Читать «Игуана» онлайн - страница 115

Альберто Васкес-Фигероа

— Но ведь он еще жив! — вскричала она.

— Он дышит, и это все. Но он спекся, это точно. Чем раньше он умрет, тем лучше будет для него и для всех.

Оберлус пробрался к рулю, распутал конец цепи, которой были связаны пленники, освободил Пинту Соуза и, на глазах обессилевшей женщины и под безразличными взглядами остальных, ухватил его за плечи и бросил в воду.

Очень медленно — наверное, в этом ленивом океане все происходило медленно — португалец начал тонуть в прозрачных водах и в конце концов исчез, словно проглоченный голубой ширью, которая скорее навевала мысль о безмятежном сне, чем о реальности смерти.

Игуана Оберлус проводил взглядом тело, пока оно не исчезло, а потом сел на место Соузы, взявшись за весло, оставшееся свободным.

— Берись за руль, — приказал он Малышке Кармен. — И помни: на восток! Все время на восток! Отклонишься хотя бы на один градус — оставлю без воды. Нам надо выйти из этой мертвой зоны, где нет ветра и не клюет рыба. — Он начал грести. — Если мы и дальше будем держаться этого направления, через пару дней одолеем уже половину пути.

— Половину пути! — с хрипом выдохнула она. — Боже Всемилостивый!
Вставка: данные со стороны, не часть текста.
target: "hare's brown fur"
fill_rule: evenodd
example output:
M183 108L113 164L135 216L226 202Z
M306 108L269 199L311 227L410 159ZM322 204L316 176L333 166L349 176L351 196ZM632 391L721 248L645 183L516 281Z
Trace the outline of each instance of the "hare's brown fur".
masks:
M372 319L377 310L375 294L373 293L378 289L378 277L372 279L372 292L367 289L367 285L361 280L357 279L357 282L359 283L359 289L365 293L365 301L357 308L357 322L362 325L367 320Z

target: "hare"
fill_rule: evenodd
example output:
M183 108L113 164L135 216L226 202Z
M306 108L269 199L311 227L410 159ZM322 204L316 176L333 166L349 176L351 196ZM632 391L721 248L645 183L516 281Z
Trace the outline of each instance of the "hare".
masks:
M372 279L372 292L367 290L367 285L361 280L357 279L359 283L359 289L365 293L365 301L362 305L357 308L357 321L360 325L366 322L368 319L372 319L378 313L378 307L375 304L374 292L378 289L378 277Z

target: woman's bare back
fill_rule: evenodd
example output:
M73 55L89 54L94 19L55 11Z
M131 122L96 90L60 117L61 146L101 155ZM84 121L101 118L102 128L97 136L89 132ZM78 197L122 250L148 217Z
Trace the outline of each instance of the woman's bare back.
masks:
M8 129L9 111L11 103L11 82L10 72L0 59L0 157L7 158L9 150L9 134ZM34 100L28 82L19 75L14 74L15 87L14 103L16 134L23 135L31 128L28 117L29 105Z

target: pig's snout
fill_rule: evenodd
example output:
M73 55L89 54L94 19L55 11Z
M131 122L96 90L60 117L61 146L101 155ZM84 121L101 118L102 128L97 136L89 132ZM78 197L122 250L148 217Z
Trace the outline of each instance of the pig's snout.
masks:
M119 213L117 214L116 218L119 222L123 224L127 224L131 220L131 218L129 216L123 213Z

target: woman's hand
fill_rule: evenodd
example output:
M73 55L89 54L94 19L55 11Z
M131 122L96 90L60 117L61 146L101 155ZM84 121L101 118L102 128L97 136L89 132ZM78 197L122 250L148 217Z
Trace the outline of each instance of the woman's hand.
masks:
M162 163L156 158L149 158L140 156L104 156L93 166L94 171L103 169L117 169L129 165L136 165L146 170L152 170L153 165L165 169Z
Дурачок Кнут, обессилев, потерял последние остатки разума, которые у него еще оставались. Это случилось в середине четвертой недели плавания, когда запасы еды подошли к концу и стало очевидно, что в этом глубочайшем и спокойном море рыба не поднимается к поверхности, как они ни старались ее приманить всевозможной наживкой.
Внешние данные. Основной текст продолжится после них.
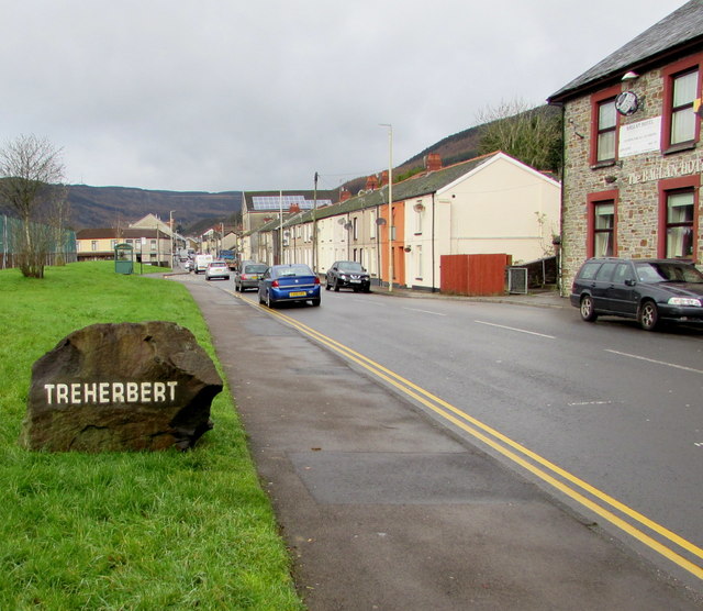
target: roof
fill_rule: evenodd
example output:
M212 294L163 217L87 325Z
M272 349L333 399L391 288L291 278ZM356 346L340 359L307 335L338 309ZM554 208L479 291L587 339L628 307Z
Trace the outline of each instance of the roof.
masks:
M594 85L621 80L628 70L681 55L703 43L703 0L690 0L602 62L565 85L547 101L563 102Z
M434 170L427 174L422 174L419 176L413 176L403 180L402 182L393 184L393 201L401 202L406 201L413 198L419 198L422 196L427 196L431 193L436 193L440 191L445 187L448 187L456 182L457 180L464 178L465 176L478 170L480 167L491 164L494 160L503 158L507 159L512 163L515 163L529 171L534 171L535 175L542 176L545 180L556 182L549 176L546 176L537 170L534 170L529 166L526 166L522 162L518 162L502 153L500 151L495 153L490 153L488 155L483 155L481 157L475 157L473 159L469 159L468 162L461 162L459 164L448 166L446 168L442 168L438 170ZM295 225L299 223L311 222L314 218L320 221L322 219L326 219L328 216L337 216L339 214L347 214L349 212L356 212L358 210L364 210L367 208L373 208L377 205L384 205L388 203L388 185L380 189L376 189L373 191L359 191L359 193L353 198L349 198L346 201L341 201L339 203L327 205L325 208L317 208L312 211L302 211L294 214L290 214L284 216L283 226ZM248 234L257 233L257 232L266 232L277 230L280 226L280 219L272 219L268 223L264 224L256 230L252 230Z
M168 240L169 235L163 231L158 236ZM138 240L140 237L156 237L155 229L115 229L115 227L89 227L76 232L76 240Z
M317 205L323 203L334 203L339 201L339 192L336 189L310 191L245 191L242 193L242 210L247 212L270 213L278 212L282 203L283 210L288 210L291 204L297 204L300 209L312 208L313 201L317 200Z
Однажды утром норвежец вдруг запел, хотя губы у него потрескались от жажды, — и песня, вероятно, казалась ему невероятно смешной, потому что время от времени он начинал громко смеяться, размахивая руками и гримасничая.

В довершение он швырнул в воду весло; Оберлус в ярости поколотил норвежца, выловил весло и сунул ему в руки, но тот снова его отбросил.

Оберлус отложил весло в сторону и дал Кнуту глоток воды в надежде, что он образумится и будет слушать, что ему говорят, однако он по-прежнему распевал свою непонятную песню, не умолкая ни на минуту, весь день и последующую ночь. В конце концов на рассвете Игуана Оберлус вынул один из своих пистолетов из мешка, в котором их хранил, дабы уберечь от влаги, и прицелился ему в голову, со строгим видом поднеся палец к губам, явно требуя тишины.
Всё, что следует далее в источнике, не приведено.